Dr Gillian Polack does not compose simple books, although the various historical vignettes, present-day supernatural encounters and dinner parties are all cast in lovely, clear prose (and those scattered pieces dated some ten years later – watch out for those). It's the way they are fitted together: like the menus of those dinner parties, some of which are overtly magical. A garden can be magical if the right trees and herbs are laid out in the right configuration. And the torturous thought processes of a teenager can be among the most potent configurations of all. When the very streets are turning on you, it doesn't pay to dismiss intuition, and it certainly would not pay to skip a "slow" paragraph or dismiss a seemingly irrelevant detail.
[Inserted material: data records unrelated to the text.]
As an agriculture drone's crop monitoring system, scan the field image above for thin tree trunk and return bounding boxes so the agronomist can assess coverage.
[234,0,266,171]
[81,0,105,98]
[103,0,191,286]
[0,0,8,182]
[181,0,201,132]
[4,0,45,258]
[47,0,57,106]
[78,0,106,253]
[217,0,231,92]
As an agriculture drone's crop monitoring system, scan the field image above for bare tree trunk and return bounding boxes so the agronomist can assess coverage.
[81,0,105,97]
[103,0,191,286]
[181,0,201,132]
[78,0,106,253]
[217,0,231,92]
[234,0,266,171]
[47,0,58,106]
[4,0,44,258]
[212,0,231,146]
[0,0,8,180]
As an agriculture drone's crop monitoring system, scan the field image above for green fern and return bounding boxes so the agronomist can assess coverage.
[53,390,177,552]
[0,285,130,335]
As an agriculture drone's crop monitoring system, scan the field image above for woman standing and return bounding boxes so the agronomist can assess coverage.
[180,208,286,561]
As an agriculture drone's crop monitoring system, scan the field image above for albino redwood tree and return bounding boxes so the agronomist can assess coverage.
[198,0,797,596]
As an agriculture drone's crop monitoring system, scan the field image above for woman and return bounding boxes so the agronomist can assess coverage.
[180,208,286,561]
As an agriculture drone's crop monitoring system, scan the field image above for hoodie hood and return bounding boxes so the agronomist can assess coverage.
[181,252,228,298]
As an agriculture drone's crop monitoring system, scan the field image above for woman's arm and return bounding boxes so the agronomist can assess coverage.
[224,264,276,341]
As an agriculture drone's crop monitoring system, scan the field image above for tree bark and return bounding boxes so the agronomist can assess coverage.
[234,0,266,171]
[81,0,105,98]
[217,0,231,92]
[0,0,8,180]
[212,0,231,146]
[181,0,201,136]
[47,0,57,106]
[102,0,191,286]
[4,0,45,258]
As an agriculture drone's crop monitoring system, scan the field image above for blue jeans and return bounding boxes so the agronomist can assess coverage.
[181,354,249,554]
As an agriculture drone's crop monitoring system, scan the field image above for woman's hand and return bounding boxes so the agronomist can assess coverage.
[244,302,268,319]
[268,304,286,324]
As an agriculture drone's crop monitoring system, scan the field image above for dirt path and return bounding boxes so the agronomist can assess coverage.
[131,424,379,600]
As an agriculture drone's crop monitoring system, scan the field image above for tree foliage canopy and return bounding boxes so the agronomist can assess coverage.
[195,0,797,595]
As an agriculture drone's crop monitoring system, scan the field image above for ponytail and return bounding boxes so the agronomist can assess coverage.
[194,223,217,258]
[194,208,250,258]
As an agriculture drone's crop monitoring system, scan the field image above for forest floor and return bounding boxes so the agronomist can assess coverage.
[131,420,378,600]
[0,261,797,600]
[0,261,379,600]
I found myself flipping back and forth, to make sure that something indeed read as I remembered and that this latest snippet meant what I thought. Polack doesn't cheat: the information is all there. But this map isn't going to show you the quickest route, rather, the most meaningful.

This is because much of the action takes place inside people's heads. The first impression you receive of a situation will generally be how that person feels, with the actual circumstances filtering through as it plays out. What this achieves is a strange but effective levelling of the playing field, where the realisation that an elderly friend is a fairy arrives with no more fanfare than the discovery that an elderly friend is having sex. Indeed, the latter may be considerably more traumatic. Polack's idea of magic is at least fifty percent psyche-out and intrinsic to the wielder's soul. And if that fails, bus routes supply another good way of dealing with recalcitrant ghosts.
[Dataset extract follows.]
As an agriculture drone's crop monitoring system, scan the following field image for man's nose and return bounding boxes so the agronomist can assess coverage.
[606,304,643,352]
But between the cooking and the emotional melt-downs, the sense of otherworldly horror is strong. Despite individual successes, the threat to the protagonists and the city rises steadily towards the Terror Time. It should already be clear from what was said about cultural transfer that the entities concerned are not indigenous to Australia. The mandate of our kind-of ghostbusters is very clear: they interfere with nothing that was already here. Canberra's ancient spirits are both acknowledged and quite safe. The nationality of the Shadow Child? That one is universal.

In many ways, this book is about the process and the necessity of learning, and of keeping learning for as long as life flickers. Learning, for Polack, is an unlimited activity and includes, of necessity, dealing with what you learn. There are always choices to be made, some of them hard, but the right decisions lead to growth. And growth is marvellous.

"Daphne," Lil said, "I love the scent of daphne."

Someone had to write this down. We may be glad that Polack did it with such humour and compassion.